The narrowing of economic accessibility is an interesting counterpoint to the ways in which Vogue has become more diverse, because it has challenged lazy prejudice around fashion and race. For many years, black faces in fashion were siloed into streetwear. There was an unspoken assumption that the role of black voices in the industry was to talk about what people wore on the street, or to play sport – in other words, that they would represent areas of culture in which blackness was already visible. Black models tended to be booked to wear stretchy minidresses to wear on the dancefloor, not trousersuits to wear in a boardroom. This correlation no longer holds. Vogue has become less white, but remained as grand and elitist in its aesthetic vision as it ever was.

This can make Vogue in its current form a frustrating read. As a student in the days before the internet, when fashion content was much less widely available, I knew the publication dates by heart and would be waiting outside my local branch of WH Smith when it opened on “Vogue day” each month. I would read every word of the small print, memorising names of photographers and designers and stylists, but also on the lookout for clothes my budget could stretch to. It is a little exasperating to find that as a 50-year-old woman I am now less likely to be able to afford anything in Vogue than I was as an impoverished student.

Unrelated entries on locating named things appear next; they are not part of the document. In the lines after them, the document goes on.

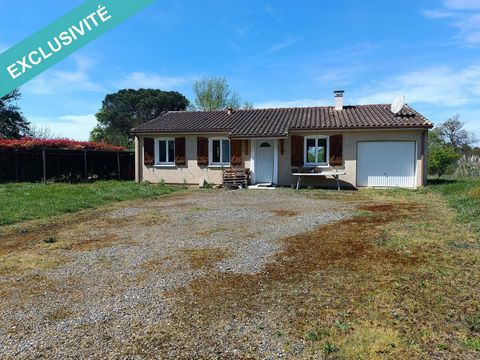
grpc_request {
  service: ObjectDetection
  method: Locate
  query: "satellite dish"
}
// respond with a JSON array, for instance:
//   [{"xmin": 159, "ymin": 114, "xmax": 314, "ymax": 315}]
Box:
[{"xmin": 391, "ymin": 95, "xmax": 406, "ymax": 114}]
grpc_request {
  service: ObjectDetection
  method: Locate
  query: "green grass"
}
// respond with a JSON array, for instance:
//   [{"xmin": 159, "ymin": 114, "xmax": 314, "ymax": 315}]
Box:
[
  {"xmin": 0, "ymin": 181, "xmax": 176, "ymax": 226},
  {"xmin": 428, "ymin": 179, "xmax": 480, "ymax": 234}
]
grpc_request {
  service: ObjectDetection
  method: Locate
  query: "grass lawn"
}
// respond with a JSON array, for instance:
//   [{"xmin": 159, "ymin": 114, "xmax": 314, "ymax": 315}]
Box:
[
  {"xmin": 0, "ymin": 181, "xmax": 176, "ymax": 226},
  {"xmin": 0, "ymin": 180, "xmax": 480, "ymax": 359},
  {"xmin": 428, "ymin": 179, "xmax": 480, "ymax": 235}
]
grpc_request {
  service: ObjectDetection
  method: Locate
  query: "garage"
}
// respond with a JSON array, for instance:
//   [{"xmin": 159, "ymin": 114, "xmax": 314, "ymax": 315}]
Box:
[{"xmin": 357, "ymin": 141, "xmax": 416, "ymax": 188}]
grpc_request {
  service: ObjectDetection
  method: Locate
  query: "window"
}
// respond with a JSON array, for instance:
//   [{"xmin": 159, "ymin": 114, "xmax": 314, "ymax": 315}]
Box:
[
  {"xmin": 208, "ymin": 139, "xmax": 230, "ymax": 165},
  {"xmin": 304, "ymin": 137, "xmax": 329, "ymax": 166},
  {"xmin": 155, "ymin": 139, "xmax": 175, "ymax": 165}
]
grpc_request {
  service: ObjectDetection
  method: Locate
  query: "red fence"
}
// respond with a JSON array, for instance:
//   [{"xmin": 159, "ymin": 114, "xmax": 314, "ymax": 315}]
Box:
[{"xmin": 0, "ymin": 148, "xmax": 135, "ymax": 182}]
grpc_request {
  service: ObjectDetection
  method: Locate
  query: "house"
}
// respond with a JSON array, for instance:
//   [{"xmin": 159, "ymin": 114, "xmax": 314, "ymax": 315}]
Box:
[{"xmin": 132, "ymin": 91, "xmax": 432, "ymax": 188}]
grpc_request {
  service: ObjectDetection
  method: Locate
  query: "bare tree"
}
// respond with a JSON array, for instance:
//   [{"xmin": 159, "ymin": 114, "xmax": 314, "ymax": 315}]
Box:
[
  {"xmin": 434, "ymin": 115, "xmax": 477, "ymax": 149},
  {"xmin": 193, "ymin": 78, "xmax": 242, "ymax": 111}
]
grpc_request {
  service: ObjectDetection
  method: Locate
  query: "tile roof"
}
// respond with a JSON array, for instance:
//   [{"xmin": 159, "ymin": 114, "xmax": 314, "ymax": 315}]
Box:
[{"xmin": 132, "ymin": 104, "xmax": 432, "ymax": 137}]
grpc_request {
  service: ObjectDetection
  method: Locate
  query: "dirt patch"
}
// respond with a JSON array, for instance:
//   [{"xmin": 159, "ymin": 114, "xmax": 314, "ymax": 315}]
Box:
[
  {"xmin": 127, "ymin": 204, "xmax": 421, "ymax": 356},
  {"xmin": 272, "ymin": 210, "xmax": 300, "ymax": 217},
  {"xmin": 66, "ymin": 235, "xmax": 121, "ymax": 251},
  {"xmin": 182, "ymin": 248, "xmax": 229, "ymax": 269}
]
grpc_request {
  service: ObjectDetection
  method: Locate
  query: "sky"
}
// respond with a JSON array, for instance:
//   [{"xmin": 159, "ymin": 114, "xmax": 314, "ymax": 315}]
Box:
[{"xmin": 0, "ymin": 0, "xmax": 480, "ymax": 140}]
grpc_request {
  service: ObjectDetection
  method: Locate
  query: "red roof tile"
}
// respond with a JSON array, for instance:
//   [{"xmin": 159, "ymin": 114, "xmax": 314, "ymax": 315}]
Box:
[{"xmin": 132, "ymin": 104, "xmax": 432, "ymax": 137}]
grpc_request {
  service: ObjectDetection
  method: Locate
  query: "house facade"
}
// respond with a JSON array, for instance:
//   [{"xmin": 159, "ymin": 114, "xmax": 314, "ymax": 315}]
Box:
[{"xmin": 132, "ymin": 93, "xmax": 432, "ymax": 188}]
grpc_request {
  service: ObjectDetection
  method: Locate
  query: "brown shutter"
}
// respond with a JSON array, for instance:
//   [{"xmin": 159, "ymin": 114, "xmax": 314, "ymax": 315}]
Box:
[
  {"xmin": 291, "ymin": 136, "xmax": 303, "ymax": 166},
  {"xmin": 330, "ymin": 135, "xmax": 343, "ymax": 166},
  {"xmin": 175, "ymin": 137, "xmax": 186, "ymax": 166},
  {"xmin": 143, "ymin": 138, "xmax": 155, "ymax": 166},
  {"xmin": 230, "ymin": 140, "xmax": 242, "ymax": 166},
  {"xmin": 197, "ymin": 137, "xmax": 208, "ymax": 166}
]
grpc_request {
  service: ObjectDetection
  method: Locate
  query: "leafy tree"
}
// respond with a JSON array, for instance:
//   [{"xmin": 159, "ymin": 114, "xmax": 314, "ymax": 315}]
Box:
[
  {"xmin": 90, "ymin": 89, "xmax": 188, "ymax": 147},
  {"xmin": 0, "ymin": 90, "xmax": 30, "ymax": 139},
  {"xmin": 29, "ymin": 124, "xmax": 61, "ymax": 140},
  {"xmin": 193, "ymin": 78, "xmax": 246, "ymax": 111},
  {"xmin": 428, "ymin": 131, "xmax": 460, "ymax": 177},
  {"xmin": 434, "ymin": 115, "xmax": 477, "ymax": 149}
]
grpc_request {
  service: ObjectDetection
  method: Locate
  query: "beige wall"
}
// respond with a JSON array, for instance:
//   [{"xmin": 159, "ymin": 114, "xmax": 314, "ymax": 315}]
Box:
[
  {"xmin": 136, "ymin": 134, "xmax": 250, "ymax": 184},
  {"xmin": 135, "ymin": 130, "xmax": 425, "ymax": 187}
]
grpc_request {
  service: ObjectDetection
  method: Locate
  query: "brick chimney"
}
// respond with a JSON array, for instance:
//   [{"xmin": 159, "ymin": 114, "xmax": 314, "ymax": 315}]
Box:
[{"xmin": 333, "ymin": 90, "xmax": 345, "ymax": 111}]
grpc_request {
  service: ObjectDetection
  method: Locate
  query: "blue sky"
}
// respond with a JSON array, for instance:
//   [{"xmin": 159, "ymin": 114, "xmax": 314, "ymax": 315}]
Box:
[{"xmin": 0, "ymin": 0, "xmax": 480, "ymax": 140}]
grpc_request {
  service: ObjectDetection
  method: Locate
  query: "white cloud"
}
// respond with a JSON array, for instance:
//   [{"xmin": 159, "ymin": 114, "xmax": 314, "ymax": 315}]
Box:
[
  {"xmin": 254, "ymin": 97, "xmax": 333, "ymax": 109},
  {"xmin": 357, "ymin": 66, "xmax": 480, "ymax": 107},
  {"xmin": 28, "ymin": 114, "xmax": 97, "ymax": 141},
  {"xmin": 423, "ymin": 10, "xmax": 456, "ymax": 19},
  {"xmin": 265, "ymin": 36, "xmax": 301, "ymax": 54},
  {"xmin": 23, "ymin": 55, "xmax": 105, "ymax": 95},
  {"xmin": 443, "ymin": 0, "xmax": 480, "ymax": 10},
  {"xmin": 424, "ymin": 0, "xmax": 480, "ymax": 46},
  {"xmin": 113, "ymin": 72, "xmax": 188, "ymax": 89}
]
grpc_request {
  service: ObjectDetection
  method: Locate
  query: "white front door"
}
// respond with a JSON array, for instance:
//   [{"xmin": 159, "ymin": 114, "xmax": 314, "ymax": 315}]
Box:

There is some justification for this. Sustainability has rightly refocused the narrative of fashion around the principle of investment dressing for pieces you will treasure for ever, rather than grazing on fast fashion items once or twice a month. Vogue, however, takes this to extremes. A shoot in the current issue features the same Saint Laurent chocolate leather jacket in all six shots, instead of using different clothes on each page as is traditional. Anok Yai, an American model of Sudanese heritage – who in 2018 was the first black model to open a Prada show since Naomi Campbell 11 years previously – wears the jacket over a lemon Givenchy evening dress outside the Chateau Marmont hotel in Los Angeles. In another, she wears it over Miu Miu cashmere leggings, striding a pavement with her sister, Alim, a financial consultant. In a third, her toddler nephew, Zane, is wrapped in the jacket. “The jacket becomes a modern heirloom,” the blurb notes. At a price of about £5,000, one would frankly very much hope so. Vogue is still very much a rarefied world for a clique of the beautiful people. But those beautiful people look different now.